Hygge NOT

By , February 2, 2018

Yesterday, February 1st, I flipped my calendar page to reveal a lovely work of art by Kathleen Edwards. The scratch board rendering of a wood fired cook stove, with its border of cozy emblems, including steaming mugs of coffee and tea illustrated nicely the month’s essay, which, while not explicitly mentioning the Danish concept of Hygge, certainly evoked it.

Kathleen Edwards calendar art for February 2018 ©2017 Llewellyn Worldwide

Kathleen Edwards calendar art for February 2018 (©2017 Llewellyn Worldwide) (Image: Amazon.com.)

The essay, by Blake Octavian Blair, observed that February is often the coldest part of the year in the northern hemisphere, and urged getting cozy by the hearth, snuggling up with a nice hot drink, and perhaps a good book.

This sounded excellent! Why not indulge in a little hygge on this first day of February!

Then, Michelle tried to take a shower . . . .

When she turned on the shower taps, the low water pressure was immediately apparent. Our water system had frozen up!

Suddenly, everything changed. We scrambled to secure whatever water we had on hand; we put a pan in the sink to catch whatever came out of the pipes as we tested for improvements; we poured old rinse water from various containers in the sink into one pan, which we heated for pouring down the drain. (Our water supply enters the cabin snug against the main drain; hot water down the drain often thaws this section of the inflow, which is vulnerable to freezing as it comes up from the buried line.) We heated a kettle to fill hot water bottles, which we then took up to pack in around the outflow of the winter water tank, the other vulnerable (and accessible) point in the line. We had a heater full of hot water, but had to access it through the bleed valve at the bottom of the tank, as we lacked incoming water pressure to drive it out of the tap.

All of this took place in 14°F and storm force northerly winds.

Yes, we here on the homestead regard February 1st as the first day of spring (see The Circle Turns Toward Spring). No, the irony isn’t lost on me.

Further complicating the whole operation, Michelle needed to get to town ahead of the rising tide, to train a new employee. She commandeered a small bowl full of our hot water for a spit bath, then threw on clothes to work on thawing the system until she had to leave.

thawing the water system

At the winter water tank: hot water bottles applied to outflow pipe (Photo: Mark A. Zeiger).

We’ve been here before. In fact, we froze up for a while in March last year (see Dry Cabin).

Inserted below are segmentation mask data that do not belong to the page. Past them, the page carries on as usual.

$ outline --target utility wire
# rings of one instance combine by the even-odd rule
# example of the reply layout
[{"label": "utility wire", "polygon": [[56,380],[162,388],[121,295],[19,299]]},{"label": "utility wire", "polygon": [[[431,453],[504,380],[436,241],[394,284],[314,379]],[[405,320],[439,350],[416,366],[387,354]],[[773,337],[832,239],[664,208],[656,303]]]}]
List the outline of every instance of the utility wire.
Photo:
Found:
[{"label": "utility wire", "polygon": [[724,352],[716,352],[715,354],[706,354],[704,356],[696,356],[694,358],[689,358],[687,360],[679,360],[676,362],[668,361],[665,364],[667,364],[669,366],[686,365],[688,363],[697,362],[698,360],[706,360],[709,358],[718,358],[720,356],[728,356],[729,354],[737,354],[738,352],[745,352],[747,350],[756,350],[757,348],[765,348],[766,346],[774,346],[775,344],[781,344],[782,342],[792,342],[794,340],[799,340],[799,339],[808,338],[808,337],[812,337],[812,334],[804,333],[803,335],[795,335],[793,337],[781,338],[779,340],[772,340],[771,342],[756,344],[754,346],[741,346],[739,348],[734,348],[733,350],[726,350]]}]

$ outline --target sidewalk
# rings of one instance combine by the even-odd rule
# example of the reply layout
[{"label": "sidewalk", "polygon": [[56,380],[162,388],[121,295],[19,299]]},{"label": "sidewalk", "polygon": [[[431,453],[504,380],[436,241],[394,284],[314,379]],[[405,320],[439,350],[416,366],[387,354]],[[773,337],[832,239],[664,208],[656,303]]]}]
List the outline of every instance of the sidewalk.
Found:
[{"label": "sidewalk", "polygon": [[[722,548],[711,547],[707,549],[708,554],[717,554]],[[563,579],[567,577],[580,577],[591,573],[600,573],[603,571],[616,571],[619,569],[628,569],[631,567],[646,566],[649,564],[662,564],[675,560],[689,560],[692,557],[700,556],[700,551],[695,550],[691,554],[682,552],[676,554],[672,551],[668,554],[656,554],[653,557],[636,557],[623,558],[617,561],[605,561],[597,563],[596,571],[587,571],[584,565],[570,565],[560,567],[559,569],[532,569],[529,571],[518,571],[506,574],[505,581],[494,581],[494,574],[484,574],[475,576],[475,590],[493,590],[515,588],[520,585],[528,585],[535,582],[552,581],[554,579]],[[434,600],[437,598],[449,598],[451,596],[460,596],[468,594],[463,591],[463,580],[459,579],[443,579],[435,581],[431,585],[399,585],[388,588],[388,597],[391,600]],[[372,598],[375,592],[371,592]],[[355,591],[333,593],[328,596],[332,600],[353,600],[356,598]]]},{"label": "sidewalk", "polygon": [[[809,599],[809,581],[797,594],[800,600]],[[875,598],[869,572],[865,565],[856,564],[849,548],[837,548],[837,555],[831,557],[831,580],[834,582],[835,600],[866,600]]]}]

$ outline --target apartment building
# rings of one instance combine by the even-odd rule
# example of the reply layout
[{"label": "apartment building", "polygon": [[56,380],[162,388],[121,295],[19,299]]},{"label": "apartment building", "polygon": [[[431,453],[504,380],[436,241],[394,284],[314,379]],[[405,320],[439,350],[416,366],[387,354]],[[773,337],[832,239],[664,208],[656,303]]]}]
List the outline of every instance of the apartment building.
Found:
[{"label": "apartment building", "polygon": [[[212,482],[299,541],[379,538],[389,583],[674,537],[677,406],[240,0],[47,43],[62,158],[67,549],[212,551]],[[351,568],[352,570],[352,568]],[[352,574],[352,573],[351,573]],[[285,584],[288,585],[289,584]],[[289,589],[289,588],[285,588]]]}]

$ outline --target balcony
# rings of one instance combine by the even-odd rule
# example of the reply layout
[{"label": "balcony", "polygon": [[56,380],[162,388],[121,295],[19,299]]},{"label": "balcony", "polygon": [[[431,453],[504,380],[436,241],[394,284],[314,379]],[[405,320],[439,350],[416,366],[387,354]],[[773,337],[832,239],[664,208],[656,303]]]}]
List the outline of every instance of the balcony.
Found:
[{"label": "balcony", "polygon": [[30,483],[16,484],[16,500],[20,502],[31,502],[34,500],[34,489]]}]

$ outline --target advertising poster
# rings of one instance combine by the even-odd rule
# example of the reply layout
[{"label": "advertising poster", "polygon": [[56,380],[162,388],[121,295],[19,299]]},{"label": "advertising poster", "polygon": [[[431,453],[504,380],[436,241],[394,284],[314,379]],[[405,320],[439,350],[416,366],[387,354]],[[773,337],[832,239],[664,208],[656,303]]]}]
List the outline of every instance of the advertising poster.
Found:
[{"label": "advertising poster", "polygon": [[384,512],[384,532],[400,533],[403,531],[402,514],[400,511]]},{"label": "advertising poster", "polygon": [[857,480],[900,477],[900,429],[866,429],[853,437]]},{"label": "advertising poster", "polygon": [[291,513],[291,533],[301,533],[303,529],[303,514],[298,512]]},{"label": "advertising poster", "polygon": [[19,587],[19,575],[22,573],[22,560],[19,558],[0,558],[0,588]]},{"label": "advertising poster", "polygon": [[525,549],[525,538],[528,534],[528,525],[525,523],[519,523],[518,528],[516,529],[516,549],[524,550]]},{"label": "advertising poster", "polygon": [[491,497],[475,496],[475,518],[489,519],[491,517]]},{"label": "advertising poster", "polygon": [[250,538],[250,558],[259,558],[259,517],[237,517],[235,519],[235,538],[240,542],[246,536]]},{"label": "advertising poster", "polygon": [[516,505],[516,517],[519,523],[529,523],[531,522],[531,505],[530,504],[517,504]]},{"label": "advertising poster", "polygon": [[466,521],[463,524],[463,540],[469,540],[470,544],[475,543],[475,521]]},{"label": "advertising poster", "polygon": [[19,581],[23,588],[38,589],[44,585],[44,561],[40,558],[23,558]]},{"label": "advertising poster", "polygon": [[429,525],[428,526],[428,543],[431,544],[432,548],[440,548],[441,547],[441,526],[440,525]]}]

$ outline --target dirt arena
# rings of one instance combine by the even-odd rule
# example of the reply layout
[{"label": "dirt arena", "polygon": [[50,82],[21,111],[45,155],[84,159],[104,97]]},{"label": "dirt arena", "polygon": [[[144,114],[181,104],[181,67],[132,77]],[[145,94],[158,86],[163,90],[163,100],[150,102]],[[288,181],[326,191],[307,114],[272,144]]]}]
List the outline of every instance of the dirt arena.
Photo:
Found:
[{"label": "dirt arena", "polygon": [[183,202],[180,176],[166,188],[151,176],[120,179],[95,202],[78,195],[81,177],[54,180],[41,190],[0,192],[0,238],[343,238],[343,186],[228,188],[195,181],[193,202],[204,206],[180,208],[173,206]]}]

Even so, fighting a freeze up was not how I’d imagined spending my morning. This is why I defend our need to hold spontaneity in reserve.

But, I do plan to “pay myself back” some morning soon with a bit of hygge by the hearth side, with a nice hot drink, and a good book. And, hopefully, running water . . . .

By the way: Happy Groundhog Day!

4 Responses to “Hygge NOT”

  1. Angie says:

    Happy Groundhog Day, Mark, along with St Bridget’s Day, Imbolc, and Candlemas. And remember, here in Alaska it’s Marmot Day because groundhogs we ain’t got.

  2. Mark Zeiger says:

    Thanks, Angie! This reminds me, did I ever tell you about the enclave of true groundhogs in a particular area of the Yukon that I learned about a few years ago? Fascinating, trivial information, but the kind of thing you and I get a kick out of.

  3. Angie says:

    Maybe nothing says “global warming” like groundhogs in the Yukon!